Seul vestige de la propriété des Carpeaux

En 1898, la famille Carpeaux fait détruire le grand hôtel. Il est possible qu’on envisagea d’y installer une autre bâtisse. Des esquisses furent réalisées à cet effet par Hector Guimard. Mais la commande fut annulée.  De fait, Amélie Carpeaux se replia sur l’atelier

Mort d’Amélie Carpeaux

En 1904, Charles Carpeaux meurt à 33 ans à Saigon. C’est une véritable épreuve pour Amélie Carpeaux.

Elle décida d’exposer le corps de son fils dans l’atelier avant l’inhumation à Auteuil. La mère se retira totalement ensuite de la vie mondaine. Elle mourut en 1908.

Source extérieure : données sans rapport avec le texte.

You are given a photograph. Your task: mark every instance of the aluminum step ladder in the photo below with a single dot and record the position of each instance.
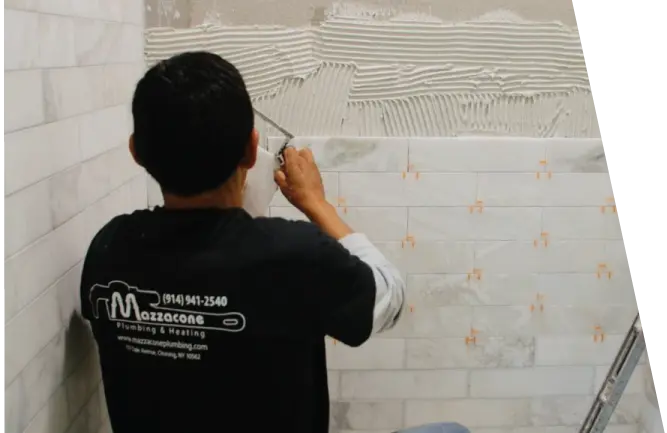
(619, 374)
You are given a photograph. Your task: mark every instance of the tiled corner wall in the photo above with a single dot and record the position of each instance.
(69, 72)
(519, 282)
(653, 409)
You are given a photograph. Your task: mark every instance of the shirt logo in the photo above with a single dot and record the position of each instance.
(125, 303)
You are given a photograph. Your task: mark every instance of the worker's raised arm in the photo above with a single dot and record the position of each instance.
(368, 292)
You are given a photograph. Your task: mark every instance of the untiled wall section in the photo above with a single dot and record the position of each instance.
(519, 282)
(653, 410)
(69, 70)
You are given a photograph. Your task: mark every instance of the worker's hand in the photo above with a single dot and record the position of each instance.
(300, 181)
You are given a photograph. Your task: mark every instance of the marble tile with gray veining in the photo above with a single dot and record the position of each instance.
(465, 289)
(364, 415)
(470, 352)
(543, 319)
(578, 156)
(570, 410)
(352, 153)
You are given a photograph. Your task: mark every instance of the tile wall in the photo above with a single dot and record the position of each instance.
(519, 282)
(69, 70)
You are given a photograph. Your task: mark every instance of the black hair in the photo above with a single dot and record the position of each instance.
(193, 119)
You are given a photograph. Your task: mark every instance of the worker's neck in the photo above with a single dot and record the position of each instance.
(229, 195)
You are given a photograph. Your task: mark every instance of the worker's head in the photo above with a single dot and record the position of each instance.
(193, 125)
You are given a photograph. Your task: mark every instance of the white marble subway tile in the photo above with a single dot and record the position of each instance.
(367, 415)
(19, 44)
(553, 350)
(330, 182)
(102, 10)
(81, 387)
(472, 413)
(511, 257)
(596, 222)
(22, 95)
(588, 289)
(26, 217)
(69, 297)
(68, 92)
(375, 354)
(103, 130)
(571, 256)
(571, 410)
(619, 256)
(133, 12)
(483, 352)
(530, 382)
(476, 154)
(129, 47)
(333, 380)
(392, 189)
(378, 223)
(154, 193)
(31, 155)
(540, 255)
(56, 7)
(53, 416)
(433, 322)
(95, 41)
(476, 223)
(104, 173)
(120, 200)
(465, 289)
(29, 332)
(635, 384)
(27, 5)
(54, 253)
(578, 155)
(541, 318)
(561, 189)
(345, 154)
(56, 41)
(436, 257)
(404, 384)
(32, 389)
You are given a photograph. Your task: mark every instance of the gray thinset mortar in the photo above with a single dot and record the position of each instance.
(358, 74)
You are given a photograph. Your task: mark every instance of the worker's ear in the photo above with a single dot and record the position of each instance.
(250, 156)
(133, 151)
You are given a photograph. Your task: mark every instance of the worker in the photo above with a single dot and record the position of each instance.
(209, 320)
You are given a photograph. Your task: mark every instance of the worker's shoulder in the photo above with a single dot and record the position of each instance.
(116, 229)
(295, 235)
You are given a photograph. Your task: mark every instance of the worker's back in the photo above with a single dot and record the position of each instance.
(208, 320)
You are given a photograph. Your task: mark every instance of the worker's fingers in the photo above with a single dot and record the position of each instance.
(291, 157)
(280, 178)
(307, 154)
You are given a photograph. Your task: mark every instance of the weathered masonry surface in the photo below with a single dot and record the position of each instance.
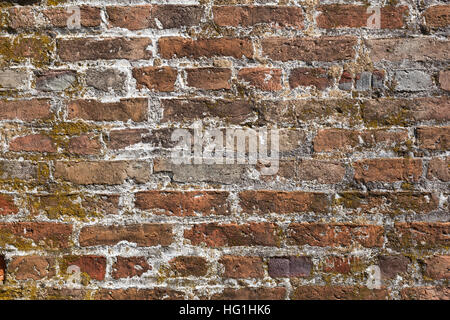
(86, 183)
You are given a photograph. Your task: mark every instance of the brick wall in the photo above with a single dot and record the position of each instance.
(92, 207)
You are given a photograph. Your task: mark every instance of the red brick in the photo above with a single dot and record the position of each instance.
(392, 203)
(128, 267)
(26, 110)
(183, 203)
(156, 78)
(124, 110)
(242, 267)
(309, 49)
(33, 143)
(58, 17)
(331, 140)
(169, 47)
(437, 16)
(338, 264)
(316, 77)
(234, 111)
(408, 235)
(388, 170)
(413, 49)
(72, 50)
(425, 293)
(209, 78)
(335, 234)
(227, 235)
(391, 266)
(185, 266)
(44, 234)
(246, 16)
(281, 267)
(145, 16)
(138, 294)
(119, 139)
(266, 79)
(434, 138)
(355, 16)
(404, 112)
(320, 171)
(93, 266)
(439, 169)
(7, 205)
(31, 267)
(338, 293)
(37, 49)
(437, 267)
(20, 18)
(144, 235)
(102, 172)
(282, 202)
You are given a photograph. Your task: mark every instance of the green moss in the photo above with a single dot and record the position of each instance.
(22, 244)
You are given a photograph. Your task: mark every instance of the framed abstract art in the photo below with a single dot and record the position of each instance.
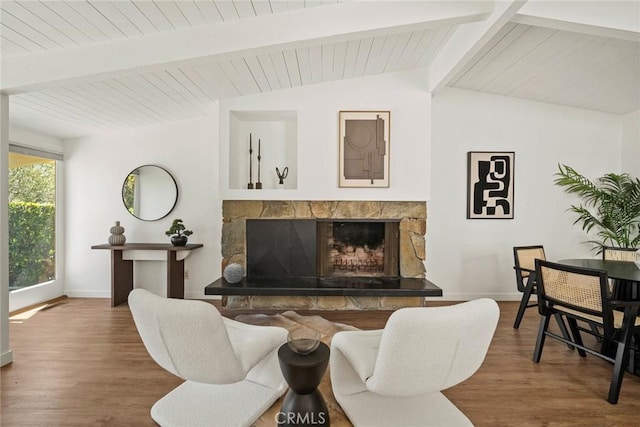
(364, 148)
(490, 184)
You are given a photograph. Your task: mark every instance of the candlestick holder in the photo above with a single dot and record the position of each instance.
(250, 184)
(259, 184)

La dispersion des œuvres de l’atelier en 1913

Peu de temps avant le début de la Grande guerre, eut lieu une vente particulière : celle des sculptures de l’ atelier de Carpeaux. A la demande des deux derniers enfants du sculpteur, l’atelier est dispersé lors d’une vente aux enchères. Alors de nombreuses traces du travail de Jean Baptiste Carpeaux sont vendues. Cet épisode s’inscrivit dans une grande tension entre les deux enfants de Carpeaux. En effet, Amélie avait privilégié sa fille au détriment de son fils, dont elle trouva la vie trop dissolue.

Il reste toutefois un beau catalogue, conservé à la Bibliothèque Nationale de France. On peut y admirer entre autres les tests pour la fameuse Danse de l’Opéra ou le groupe Ugolin et ses enfants.

Après la mort de Louis Carpeaux en 1929, Louise Clément Carpeaux fut la dernière de la famille. Depuis 1910, elle était la seule propriétaire de ce qui restait de la propriété d’Auteuil. Aussi, elle fit réaménager l’atelier pour y vivre avec son époux en 1914.